This is a quick demo and presentation about go1.11 modules based on my (very limited) experience. This talk was given at the Boulder Gophers meetup.
- Poll the audience: Who has ran vgo, who has used modules?
- I'm not an expert at this stuff. I haven't used it on any projects yet but I think what exists in Go 1.11 is an improvement on the current dependency management situation.
- A module is a tree of packages that share a common prefix and are versioned together.
- This is typically a repository but you can have multiple modules per repo if needed.
- Modules in 1.11 includes changes to the Go toolchain.
- Modules follow the "Import Compatability Rule":
If an old package and a new package have the same import path, the new package must be backwards compatible with the old package.
- Then how do you introduce breaking changes?
- Major versions above v1 are included in import path. So v1 and v2 of a
module have different import paths. For example
- import "foo" // pre-1.x.x
- import "foo" // 1.x.x
- import "foo/v2" // 2.x.x
- import "foo/v3" // 3.x.x
- This means your final program can use multiple major versions of a module.

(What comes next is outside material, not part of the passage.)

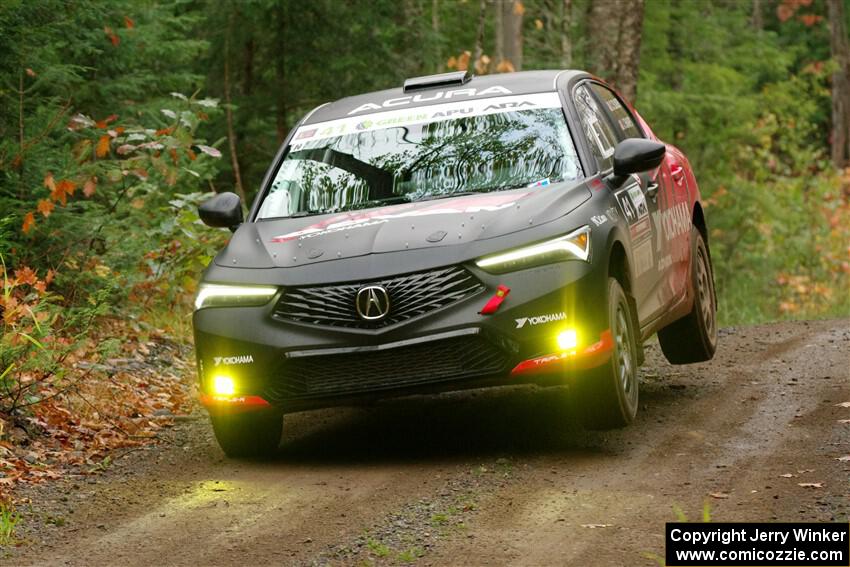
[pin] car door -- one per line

- A module is defined by a
go.modfile being in the ancestry of the directory. - This file contains the module path as well as all dependencies and versions.
In order to use modules you can either:
- Put your code outside of GOPATH and create a go.mod file
- Set
GO111MODULE=on
docker run -it --rm -v $PWD:/my-module/cmd golang:1.11rc1
# most of the new functionality is under go mod
go mod
# lots of good information under go help
go help modules
# to create a new module
go mod init github.com/milehighgophers/mod-demo
cat go.mod
# build, test and list will update the go.mod file
go build -o demo github.com/milehighgophers/mod-demo/cmd
cat go.mod
# there is also a checksum file created
ls -la
cat go.sum
# you can use that to verify the bits you are using to build are what you
# expect
sed -i'' 's/h1:/h1:a/' go.sum
cat go.sum
go mod verify
rm go.sum
# to view all dependencies for this modules
go list -m all
# to test all packages for this module
go test all
# vendor is going away! yay! however it is not gone entirely.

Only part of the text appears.